Pour s'en tenir à celles concernant le volet « RH/Paye » de la loi, sont ainsi censurées :
-la disposition qui tendait à imposer aux employeurs de verser aux salariés en congé de maternité, d'adoption ou de paternité et d’accueil de l’enfant une somme au moins égale aux IJSS, et ce, dès le premier cycle de paye suivant l'absence (art. 90) (voir FH 3969, §§ 1-1 à 1-4) ;
-la disposition qui assouplissait la procédure dérogatoire de renouvellement du congé de présence parentale et de l’allocation journalière de présence parentale afférente, en supprimant le caractère explicite de l’accord devant être donné par le service du contrôle médical de la caisse de sécurité sociale (art. 89) (voir FH 3969, §§ 1-8 et 1-9).
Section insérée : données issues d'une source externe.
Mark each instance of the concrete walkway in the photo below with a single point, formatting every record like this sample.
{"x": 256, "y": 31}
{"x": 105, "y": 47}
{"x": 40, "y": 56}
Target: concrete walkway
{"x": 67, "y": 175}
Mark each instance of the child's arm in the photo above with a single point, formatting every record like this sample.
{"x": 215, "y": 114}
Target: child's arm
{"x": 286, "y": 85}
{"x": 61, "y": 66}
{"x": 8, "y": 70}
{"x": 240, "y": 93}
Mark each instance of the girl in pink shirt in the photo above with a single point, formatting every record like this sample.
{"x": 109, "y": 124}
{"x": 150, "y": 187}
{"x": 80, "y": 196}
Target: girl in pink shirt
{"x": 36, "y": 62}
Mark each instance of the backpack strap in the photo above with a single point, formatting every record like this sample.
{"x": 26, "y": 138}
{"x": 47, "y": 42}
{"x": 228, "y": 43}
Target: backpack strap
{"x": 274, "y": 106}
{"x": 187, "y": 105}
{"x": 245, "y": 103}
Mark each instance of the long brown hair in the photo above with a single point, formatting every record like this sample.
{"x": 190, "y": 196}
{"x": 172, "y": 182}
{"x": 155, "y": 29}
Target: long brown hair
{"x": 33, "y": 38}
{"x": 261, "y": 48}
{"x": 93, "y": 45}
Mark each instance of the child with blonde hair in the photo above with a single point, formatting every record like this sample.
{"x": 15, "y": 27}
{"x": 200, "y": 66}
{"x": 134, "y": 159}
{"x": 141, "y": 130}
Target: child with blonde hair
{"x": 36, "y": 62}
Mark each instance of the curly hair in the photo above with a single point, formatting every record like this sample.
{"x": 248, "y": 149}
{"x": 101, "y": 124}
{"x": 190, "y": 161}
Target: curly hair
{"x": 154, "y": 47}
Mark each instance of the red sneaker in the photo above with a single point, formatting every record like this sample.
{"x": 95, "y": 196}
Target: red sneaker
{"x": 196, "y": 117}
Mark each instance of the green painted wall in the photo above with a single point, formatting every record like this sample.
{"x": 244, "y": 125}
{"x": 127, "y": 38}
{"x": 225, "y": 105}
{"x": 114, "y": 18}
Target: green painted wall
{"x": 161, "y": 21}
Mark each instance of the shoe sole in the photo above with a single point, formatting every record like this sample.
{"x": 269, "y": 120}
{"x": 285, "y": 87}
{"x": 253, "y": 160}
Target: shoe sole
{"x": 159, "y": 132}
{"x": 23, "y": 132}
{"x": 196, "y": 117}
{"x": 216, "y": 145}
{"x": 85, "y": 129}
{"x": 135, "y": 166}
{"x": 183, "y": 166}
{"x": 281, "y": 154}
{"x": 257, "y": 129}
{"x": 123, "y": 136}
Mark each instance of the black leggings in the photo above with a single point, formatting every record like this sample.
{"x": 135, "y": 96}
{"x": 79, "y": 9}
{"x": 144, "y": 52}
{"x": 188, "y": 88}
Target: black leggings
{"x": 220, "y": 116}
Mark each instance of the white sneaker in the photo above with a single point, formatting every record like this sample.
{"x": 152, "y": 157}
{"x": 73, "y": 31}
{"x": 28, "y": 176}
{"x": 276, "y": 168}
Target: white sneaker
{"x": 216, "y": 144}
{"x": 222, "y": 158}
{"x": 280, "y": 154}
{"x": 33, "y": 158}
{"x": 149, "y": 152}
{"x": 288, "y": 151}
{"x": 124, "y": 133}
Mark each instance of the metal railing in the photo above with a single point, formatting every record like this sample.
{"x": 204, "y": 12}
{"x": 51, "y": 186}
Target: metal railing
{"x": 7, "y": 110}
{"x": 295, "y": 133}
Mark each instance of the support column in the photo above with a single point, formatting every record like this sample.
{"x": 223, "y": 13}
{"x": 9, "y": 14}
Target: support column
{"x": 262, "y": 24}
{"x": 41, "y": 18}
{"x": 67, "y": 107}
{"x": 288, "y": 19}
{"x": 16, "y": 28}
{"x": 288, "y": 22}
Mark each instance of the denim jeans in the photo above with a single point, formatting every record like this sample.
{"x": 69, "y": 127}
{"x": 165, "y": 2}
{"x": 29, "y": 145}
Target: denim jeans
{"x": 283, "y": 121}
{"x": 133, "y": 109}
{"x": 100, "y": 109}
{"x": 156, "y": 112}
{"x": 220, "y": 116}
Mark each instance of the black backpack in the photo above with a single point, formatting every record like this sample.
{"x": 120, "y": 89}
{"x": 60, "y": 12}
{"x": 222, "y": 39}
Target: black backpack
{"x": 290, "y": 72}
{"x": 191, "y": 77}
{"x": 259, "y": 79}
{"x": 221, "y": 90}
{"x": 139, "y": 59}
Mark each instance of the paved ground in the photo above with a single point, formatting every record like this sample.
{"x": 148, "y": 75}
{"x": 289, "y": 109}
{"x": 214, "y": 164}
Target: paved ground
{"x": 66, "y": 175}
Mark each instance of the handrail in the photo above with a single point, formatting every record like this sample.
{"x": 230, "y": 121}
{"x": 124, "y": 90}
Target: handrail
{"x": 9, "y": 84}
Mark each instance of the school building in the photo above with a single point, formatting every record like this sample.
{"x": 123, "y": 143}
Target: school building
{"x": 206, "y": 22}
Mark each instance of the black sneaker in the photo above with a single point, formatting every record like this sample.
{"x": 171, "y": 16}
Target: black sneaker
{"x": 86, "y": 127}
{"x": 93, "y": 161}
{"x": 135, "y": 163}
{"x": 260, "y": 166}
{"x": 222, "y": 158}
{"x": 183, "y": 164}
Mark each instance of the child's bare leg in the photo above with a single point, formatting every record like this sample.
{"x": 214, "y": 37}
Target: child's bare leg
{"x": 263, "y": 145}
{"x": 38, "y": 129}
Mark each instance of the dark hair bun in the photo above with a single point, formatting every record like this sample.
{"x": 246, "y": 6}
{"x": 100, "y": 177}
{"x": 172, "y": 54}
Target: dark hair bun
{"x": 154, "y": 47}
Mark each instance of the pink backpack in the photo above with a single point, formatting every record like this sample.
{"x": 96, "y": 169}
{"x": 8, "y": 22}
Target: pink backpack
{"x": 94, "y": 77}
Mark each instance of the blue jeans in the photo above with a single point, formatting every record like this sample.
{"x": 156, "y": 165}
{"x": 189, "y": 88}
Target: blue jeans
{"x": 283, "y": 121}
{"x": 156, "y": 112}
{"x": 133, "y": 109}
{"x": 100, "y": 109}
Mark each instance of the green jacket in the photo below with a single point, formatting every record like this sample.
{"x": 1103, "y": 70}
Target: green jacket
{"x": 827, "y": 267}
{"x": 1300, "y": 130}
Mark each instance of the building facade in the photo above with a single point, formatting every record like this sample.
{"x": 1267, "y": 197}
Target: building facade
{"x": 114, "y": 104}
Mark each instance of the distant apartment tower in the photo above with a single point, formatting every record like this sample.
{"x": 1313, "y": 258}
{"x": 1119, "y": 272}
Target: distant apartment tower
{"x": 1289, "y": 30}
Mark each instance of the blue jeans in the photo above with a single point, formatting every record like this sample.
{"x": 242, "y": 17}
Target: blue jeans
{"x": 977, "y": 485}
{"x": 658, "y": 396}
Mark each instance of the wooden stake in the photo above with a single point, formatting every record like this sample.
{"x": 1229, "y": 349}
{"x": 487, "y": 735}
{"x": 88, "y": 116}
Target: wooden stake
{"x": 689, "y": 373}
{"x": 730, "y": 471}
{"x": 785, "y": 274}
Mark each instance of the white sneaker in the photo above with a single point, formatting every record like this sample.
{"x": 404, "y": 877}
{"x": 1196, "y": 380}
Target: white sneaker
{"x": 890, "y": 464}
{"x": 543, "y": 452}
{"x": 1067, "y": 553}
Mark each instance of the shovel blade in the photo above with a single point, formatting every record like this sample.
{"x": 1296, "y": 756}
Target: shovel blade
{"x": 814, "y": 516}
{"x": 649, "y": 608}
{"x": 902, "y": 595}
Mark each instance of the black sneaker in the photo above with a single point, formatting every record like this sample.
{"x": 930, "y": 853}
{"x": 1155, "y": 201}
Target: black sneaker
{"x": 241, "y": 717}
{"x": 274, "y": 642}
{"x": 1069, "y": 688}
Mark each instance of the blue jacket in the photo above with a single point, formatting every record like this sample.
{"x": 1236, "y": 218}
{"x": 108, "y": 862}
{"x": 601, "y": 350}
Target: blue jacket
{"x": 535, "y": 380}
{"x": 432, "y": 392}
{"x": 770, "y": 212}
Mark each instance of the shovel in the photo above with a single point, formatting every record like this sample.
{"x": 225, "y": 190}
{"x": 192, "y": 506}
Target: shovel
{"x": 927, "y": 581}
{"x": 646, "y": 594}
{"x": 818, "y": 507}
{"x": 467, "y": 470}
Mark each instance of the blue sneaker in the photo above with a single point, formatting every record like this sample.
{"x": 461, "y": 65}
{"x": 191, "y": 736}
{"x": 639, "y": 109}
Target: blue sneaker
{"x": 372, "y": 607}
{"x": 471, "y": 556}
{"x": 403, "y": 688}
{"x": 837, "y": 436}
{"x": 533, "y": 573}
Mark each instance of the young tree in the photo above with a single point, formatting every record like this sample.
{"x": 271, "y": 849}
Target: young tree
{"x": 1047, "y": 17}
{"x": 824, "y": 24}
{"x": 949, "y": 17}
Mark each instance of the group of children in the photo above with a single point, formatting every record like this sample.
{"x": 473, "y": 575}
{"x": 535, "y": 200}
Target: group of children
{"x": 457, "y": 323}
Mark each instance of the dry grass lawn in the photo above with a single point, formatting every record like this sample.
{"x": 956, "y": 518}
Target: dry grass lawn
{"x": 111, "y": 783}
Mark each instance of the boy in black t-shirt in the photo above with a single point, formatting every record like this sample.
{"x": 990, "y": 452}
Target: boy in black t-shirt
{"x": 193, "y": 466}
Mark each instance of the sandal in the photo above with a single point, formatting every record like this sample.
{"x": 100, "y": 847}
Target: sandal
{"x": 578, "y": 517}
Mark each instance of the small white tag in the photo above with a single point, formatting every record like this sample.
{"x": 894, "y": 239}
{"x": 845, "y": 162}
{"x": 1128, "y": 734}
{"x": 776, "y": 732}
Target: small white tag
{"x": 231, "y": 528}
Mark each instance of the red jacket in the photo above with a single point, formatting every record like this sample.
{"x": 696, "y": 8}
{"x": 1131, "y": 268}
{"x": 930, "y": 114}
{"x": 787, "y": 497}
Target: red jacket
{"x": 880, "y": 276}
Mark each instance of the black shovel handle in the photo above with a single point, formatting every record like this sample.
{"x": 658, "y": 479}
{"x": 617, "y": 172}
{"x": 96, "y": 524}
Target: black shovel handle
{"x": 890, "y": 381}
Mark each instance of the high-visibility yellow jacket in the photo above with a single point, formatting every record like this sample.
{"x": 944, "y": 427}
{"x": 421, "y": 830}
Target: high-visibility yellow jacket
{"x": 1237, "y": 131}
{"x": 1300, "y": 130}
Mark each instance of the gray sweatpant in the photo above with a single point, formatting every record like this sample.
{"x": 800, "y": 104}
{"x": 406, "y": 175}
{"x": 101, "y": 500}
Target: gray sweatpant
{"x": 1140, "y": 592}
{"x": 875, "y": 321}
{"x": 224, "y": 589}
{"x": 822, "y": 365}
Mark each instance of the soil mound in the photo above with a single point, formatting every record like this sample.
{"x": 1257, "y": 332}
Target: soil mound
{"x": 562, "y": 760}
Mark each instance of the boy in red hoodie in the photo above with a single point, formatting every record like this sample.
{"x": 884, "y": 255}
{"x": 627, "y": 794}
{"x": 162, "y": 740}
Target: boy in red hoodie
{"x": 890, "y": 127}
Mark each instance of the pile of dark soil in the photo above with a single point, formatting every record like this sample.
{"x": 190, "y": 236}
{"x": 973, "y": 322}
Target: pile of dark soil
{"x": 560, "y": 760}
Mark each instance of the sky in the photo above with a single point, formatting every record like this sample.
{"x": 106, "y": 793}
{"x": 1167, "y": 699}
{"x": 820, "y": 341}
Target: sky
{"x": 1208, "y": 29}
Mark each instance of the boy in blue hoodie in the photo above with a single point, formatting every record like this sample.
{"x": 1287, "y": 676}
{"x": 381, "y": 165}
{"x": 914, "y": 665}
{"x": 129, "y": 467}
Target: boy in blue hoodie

Précisons que ces censures, intervenues pour des raisons de procédure, ne préjugent pas de la conformité de leur contenu au regard des autres exigences constitutionnelles, ainsi que le souligne le Conseil constitutionnel dans le communiqué de presse accompagnant sa décision. À cet égard, le Conseil précise qu’ « il est loisible au législateur, s'il le juge utile, d'adopter à nouveau de telles mesures, dont certaines apparaissent au demeurant susceptibles d'être déployées sans attendre son éventuelle intervention ». Elles pourraient donc le cas échéant revenir via un autre projet de loi, voire un ou plusieurs décrets.